Mensagem do Ministério da Infraestrutura é de cumprimento de contratos

Consultora jurídica do MInfra explicou em live que agenda de desenvolvimento na infraestrutura exige permanente contato com atores do setor

Em tempos de incerteza por conta da pandemia da Covid-19, um dos caminhos para superar as dificuldades e manter a agenda de desenvolvimento na infraestrutura brasileira é o permanente contato com os atores envolvidos para identificar quais são os principais gargalos na execução dos contratos de concessão e as possíveis soluções para sua viabilidade. Esse foi o ponto convergente entre os participantes da webinar Efeitos da pandemia nos contratos de concessão, promovida pelo Jota e CCR, e que contou com a presença da consultora jurídica do MInfra, Natália Resende.

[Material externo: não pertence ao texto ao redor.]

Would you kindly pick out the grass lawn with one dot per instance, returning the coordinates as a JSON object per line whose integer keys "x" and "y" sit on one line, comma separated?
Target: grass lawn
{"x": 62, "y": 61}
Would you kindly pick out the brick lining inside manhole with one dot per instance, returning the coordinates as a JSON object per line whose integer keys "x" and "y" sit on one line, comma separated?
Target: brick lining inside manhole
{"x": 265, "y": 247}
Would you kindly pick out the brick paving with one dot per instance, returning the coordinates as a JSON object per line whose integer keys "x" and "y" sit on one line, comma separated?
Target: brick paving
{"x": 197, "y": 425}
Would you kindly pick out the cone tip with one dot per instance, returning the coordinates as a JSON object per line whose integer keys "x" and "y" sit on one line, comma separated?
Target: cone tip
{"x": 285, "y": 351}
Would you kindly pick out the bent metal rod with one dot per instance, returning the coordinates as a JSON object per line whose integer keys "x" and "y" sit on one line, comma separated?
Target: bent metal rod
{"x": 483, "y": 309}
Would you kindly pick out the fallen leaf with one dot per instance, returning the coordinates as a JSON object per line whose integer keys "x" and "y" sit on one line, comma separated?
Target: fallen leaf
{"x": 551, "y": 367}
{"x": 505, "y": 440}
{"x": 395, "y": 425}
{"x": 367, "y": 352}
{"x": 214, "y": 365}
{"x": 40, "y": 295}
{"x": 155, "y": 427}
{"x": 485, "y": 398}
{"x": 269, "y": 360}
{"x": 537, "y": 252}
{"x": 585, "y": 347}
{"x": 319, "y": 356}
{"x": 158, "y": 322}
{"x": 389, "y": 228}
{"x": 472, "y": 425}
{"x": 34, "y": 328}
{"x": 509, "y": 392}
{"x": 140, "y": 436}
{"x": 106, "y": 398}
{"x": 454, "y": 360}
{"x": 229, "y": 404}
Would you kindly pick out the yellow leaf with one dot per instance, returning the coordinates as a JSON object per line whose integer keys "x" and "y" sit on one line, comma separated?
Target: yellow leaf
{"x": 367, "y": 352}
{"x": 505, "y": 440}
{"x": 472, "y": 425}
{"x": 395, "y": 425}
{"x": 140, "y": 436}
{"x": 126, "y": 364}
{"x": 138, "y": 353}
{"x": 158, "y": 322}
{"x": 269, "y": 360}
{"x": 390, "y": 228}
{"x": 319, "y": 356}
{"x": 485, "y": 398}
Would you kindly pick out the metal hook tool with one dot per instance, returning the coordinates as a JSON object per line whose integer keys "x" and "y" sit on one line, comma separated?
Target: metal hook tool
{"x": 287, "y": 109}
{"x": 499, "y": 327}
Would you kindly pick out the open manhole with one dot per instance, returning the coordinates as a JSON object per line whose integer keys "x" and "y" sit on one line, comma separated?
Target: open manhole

Em relação ao cronograma de concessões de obras do MInfra, Natália explicou que o ministério adotou uma frente extra de trabalho nas ações que tiveram impacto direto com o surgimento da Covid-19, como o fluxo de serviços logísticos. Ela citou a criação do Conselho Nacional de Secretários de Transportes (Consetrans), que vem reunindo as principais demandas dos estados em relação à infraestrutura e às políticas públicas para solucionar os problemas na ponta.

Sobre os contratos já em execução, a consultora afirmou que cada um terá que ser analisado minuciosamente para identificar possíveis renegociações. “Serão análises bem detalhadas, pois cada setor foi impactado de alguma maneira. No caso dos portos, por exemplo, a movimentação de containers foi mais afetada que a de grãos. Cada atividade tem suas particularidades, que deverão ser levadas em conta em uma iminente revisão contratual”, explicou Natália.

Ela lembra que a mediação conciliatória já é prevista na Lei 3.140/15, mas que em um momento excepcional é necessária uma aproximação entre os atores envolvidos, como o TCU, para melhorar a articulação e manter a continuidade dos contratos. “A mensagem que sempre procuramos passar é que cumprimos contratos, até mesmo para vender nossos ativos para os próximos leilões. Por isso também temos o cuidado de não misturarmos um inadimplente que veio antes da crise da Covid-19 e o que está acontecendo depois da crise. Os pedidos de revisão também levarão isso em conta”, declarou.